TEMPO.CO, Jakarta - Badan Pusat Statistik atau BPS mencatat neraca perdagangan pada Maret 2019 mengalami surplus sebesar US$ 540 juta. Kepala BPS Suhariyanto mengatakan surplus ini berasal dari surplus neraca non migas Maret 2019 yang mengalami surplus sebesar US$ 988 juta.
Baca: Rizal Ramli Nilai Jokowi Terlalu Baik pada Cina
“Tetapi dari neraca migas meskipun impornya turun namun masih defisit sebesar US$ 448 juta dengan catatan gas positif tapi minyak mentah dan hasil minyak mentah defisit,” kata Suhariyanto saat mengelar konferensi pers di kantornya, Jakarta, Senin 15 April 2019.
Badan Pusat Statisitik atau BPS sebelumnya mencatat neraca perdagangan pada Februari 2019 surplus sebesar US$ 330 juta. Surplus tersebut disumbangkan oleh neraca ekspor-impor dari non migas yang surplus sebesar US$ 790 juta.
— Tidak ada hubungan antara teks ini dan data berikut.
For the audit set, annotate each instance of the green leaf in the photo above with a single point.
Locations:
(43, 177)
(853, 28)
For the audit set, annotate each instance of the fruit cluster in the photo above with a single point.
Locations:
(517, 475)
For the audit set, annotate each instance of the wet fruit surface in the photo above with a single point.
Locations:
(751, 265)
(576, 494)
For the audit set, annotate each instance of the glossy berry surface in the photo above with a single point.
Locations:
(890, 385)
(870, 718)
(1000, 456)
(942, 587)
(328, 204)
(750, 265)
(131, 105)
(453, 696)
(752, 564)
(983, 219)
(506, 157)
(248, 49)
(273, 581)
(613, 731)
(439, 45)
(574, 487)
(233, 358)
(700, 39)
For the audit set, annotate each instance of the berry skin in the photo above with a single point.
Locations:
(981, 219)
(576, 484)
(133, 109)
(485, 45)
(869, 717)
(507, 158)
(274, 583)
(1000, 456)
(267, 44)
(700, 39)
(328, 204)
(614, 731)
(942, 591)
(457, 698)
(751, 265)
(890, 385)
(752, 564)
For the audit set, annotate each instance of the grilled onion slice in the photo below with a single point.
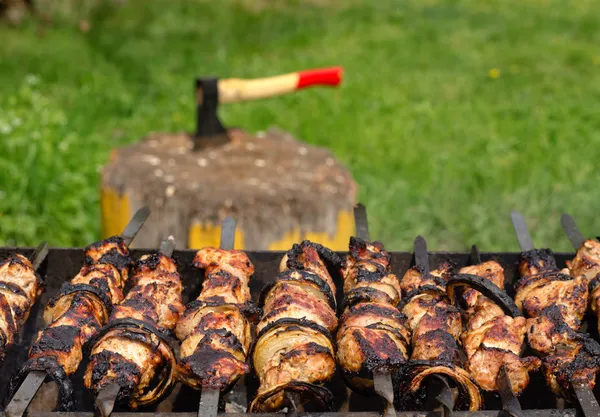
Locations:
(411, 379)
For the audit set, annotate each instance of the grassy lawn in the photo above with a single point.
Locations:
(452, 113)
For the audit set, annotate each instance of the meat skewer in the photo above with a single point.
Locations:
(586, 261)
(132, 358)
(555, 304)
(494, 336)
(294, 349)
(73, 316)
(436, 326)
(20, 288)
(214, 332)
(373, 337)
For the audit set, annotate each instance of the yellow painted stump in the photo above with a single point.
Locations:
(279, 190)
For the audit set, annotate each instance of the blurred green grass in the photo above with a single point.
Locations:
(452, 113)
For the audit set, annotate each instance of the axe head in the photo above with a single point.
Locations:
(209, 129)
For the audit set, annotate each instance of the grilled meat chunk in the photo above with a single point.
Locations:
(20, 287)
(373, 334)
(555, 304)
(294, 348)
(138, 358)
(586, 264)
(214, 331)
(491, 338)
(436, 327)
(82, 306)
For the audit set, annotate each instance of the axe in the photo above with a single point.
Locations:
(210, 92)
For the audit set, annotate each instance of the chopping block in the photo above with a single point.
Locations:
(279, 189)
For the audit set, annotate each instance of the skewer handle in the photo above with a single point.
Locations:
(22, 398)
(234, 90)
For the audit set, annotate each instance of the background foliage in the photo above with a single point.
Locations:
(452, 113)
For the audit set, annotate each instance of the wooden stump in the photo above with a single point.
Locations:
(278, 189)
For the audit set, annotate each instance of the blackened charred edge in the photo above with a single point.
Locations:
(69, 288)
(452, 354)
(373, 360)
(357, 244)
(14, 288)
(410, 369)
(377, 309)
(288, 275)
(50, 366)
(316, 392)
(545, 275)
(124, 370)
(425, 289)
(152, 261)
(59, 339)
(298, 323)
(364, 295)
(487, 288)
(201, 363)
(249, 309)
(537, 257)
(332, 260)
(131, 324)
(388, 328)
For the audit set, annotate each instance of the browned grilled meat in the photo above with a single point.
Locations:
(555, 304)
(491, 338)
(436, 327)
(587, 263)
(133, 352)
(81, 307)
(294, 348)
(20, 288)
(373, 334)
(214, 331)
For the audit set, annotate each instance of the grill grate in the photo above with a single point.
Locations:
(62, 264)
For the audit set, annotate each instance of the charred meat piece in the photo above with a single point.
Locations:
(436, 327)
(20, 287)
(139, 359)
(587, 264)
(491, 338)
(294, 349)
(373, 334)
(214, 330)
(82, 306)
(555, 304)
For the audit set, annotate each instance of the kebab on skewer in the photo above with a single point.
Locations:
(373, 334)
(555, 304)
(214, 330)
(20, 288)
(586, 262)
(133, 354)
(73, 316)
(436, 328)
(294, 348)
(494, 335)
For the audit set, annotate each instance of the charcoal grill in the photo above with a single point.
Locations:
(63, 263)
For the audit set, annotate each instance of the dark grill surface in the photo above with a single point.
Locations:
(62, 264)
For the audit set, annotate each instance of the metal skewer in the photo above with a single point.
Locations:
(572, 231)
(34, 380)
(382, 379)
(209, 397)
(510, 402)
(445, 397)
(587, 401)
(107, 396)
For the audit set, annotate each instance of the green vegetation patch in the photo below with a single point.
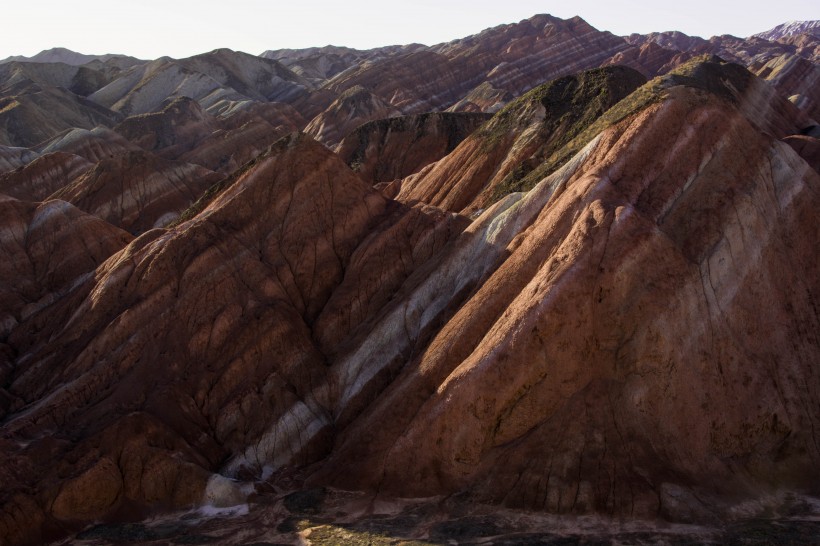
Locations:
(708, 73)
(214, 191)
(572, 104)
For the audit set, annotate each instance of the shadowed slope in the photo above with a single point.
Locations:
(388, 149)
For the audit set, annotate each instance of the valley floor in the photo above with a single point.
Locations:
(331, 517)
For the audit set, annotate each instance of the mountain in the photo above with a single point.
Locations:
(390, 149)
(792, 28)
(66, 56)
(295, 299)
(217, 80)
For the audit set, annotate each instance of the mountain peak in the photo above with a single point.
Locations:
(790, 28)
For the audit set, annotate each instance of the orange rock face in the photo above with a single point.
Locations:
(621, 353)
(138, 191)
(600, 300)
(389, 149)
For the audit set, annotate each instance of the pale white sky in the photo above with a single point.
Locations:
(180, 28)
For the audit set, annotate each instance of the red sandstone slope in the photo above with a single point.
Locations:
(299, 241)
(48, 248)
(137, 191)
(642, 338)
(390, 149)
(493, 160)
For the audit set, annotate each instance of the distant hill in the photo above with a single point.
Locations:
(791, 28)
(63, 55)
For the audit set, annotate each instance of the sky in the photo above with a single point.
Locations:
(149, 29)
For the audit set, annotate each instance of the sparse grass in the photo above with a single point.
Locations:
(709, 73)
(572, 105)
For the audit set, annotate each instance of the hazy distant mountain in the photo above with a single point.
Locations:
(600, 300)
(63, 55)
(791, 28)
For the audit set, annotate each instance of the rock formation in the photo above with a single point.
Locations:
(353, 108)
(602, 299)
(391, 149)
(497, 158)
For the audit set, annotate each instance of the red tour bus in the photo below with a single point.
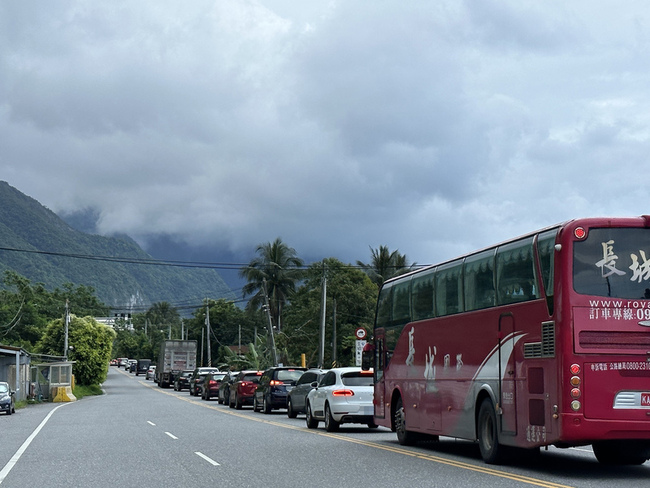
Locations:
(541, 340)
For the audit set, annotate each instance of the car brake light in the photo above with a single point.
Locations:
(343, 393)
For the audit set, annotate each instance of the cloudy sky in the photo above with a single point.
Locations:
(433, 127)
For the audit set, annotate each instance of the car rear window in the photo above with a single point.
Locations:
(254, 377)
(357, 379)
(290, 374)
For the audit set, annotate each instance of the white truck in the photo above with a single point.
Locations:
(174, 357)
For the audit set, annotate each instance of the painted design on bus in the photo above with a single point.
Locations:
(535, 434)
(616, 310)
(430, 370)
(621, 366)
(411, 357)
(640, 267)
(489, 368)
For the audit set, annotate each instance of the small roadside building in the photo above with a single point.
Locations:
(15, 369)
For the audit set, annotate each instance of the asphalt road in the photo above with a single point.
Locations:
(138, 435)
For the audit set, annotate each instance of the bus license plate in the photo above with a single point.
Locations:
(645, 399)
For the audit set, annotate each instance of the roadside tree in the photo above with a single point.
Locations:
(90, 347)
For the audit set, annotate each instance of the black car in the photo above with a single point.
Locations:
(142, 366)
(296, 397)
(275, 383)
(196, 381)
(182, 380)
(211, 384)
(224, 387)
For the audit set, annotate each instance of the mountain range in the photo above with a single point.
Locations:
(41, 246)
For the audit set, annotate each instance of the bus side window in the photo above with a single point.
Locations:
(479, 281)
(515, 268)
(401, 307)
(384, 306)
(546, 250)
(422, 296)
(449, 288)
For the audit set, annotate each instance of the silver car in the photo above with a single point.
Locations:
(343, 396)
(7, 399)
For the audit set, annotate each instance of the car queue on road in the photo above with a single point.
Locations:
(332, 396)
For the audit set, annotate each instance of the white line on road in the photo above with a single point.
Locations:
(211, 461)
(21, 450)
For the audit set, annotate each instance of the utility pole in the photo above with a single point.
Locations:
(268, 312)
(207, 328)
(334, 358)
(67, 324)
(321, 351)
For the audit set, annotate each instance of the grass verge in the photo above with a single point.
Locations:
(81, 391)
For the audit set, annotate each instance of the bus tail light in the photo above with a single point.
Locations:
(575, 382)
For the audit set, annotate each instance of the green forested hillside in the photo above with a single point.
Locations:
(28, 226)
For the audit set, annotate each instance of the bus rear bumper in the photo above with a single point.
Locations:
(578, 430)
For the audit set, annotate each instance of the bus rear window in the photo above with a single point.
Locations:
(613, 262)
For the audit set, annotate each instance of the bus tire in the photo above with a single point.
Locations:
(488, 434)
(621, 453)
(404, 437)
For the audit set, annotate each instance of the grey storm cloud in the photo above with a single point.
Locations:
(432, 127)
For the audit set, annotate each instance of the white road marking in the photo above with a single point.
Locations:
(211, 461)
(21, 450)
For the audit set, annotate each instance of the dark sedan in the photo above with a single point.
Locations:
(275, 384)
(211, 384)
(296, 397)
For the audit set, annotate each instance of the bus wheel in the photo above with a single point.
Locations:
(621, 453)
(488, 434)
(404, 437)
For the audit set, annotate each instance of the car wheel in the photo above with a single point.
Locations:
(312, 423)
(266, 406)
(291, 413)
(331, 425)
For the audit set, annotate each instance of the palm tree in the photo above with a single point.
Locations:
(385, 264)
(278, 266)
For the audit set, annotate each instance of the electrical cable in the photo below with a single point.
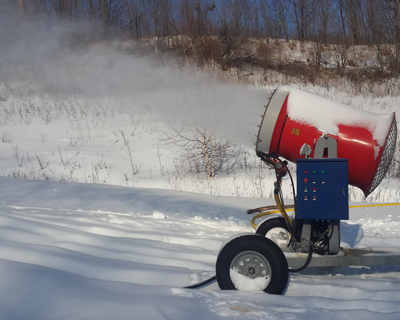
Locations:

Kendati demikian, walaupun pada Februari 2019 neraca perdagangan masih surplus, sepanjang Januari-Februari 2019, neraca perdagangan masih defisit sebesar US$ 1,03 miliar. Defisit paling banyak disumbangkan oleh neraca non migas yang mengalami defisit sebesar US$ 730 juta.
Suhariyanto menjelaskan jika digabungkan selama Januari hingga Maret 2019, neraca perdagangan masih mengalami defisit. Kendati demikian, kata dia, nilainya tidak terlalu besar atau mencapai US$ 190 juta.
Menurut pria yang akrab disapa Kecuk ini, defisit neraca perdagangan Januari-Maret 2019 disebabkan karena neraca migas yang masih defisit sebesar US$ 1,34 miliar. Namun neraca non migas masih mengalami surplus sebesar US$ 1,15 miliar.
Baca: Ignasius Jonan Komentari Neraca Perdagangan Migas Sering Defisit
Suhariyanto berharap bulan berikutnya neraca perdagangan akan surplus. Sebab pemerintah sudah membuat kebijakan untuk memacu ekspor dengan berbagai cara termasuk berupa pengendalian impor. “Kami berharap implementasinya bisa efektif sehingga akan berpengaruh pada neraca dagang yang akan surplus,” kata dia.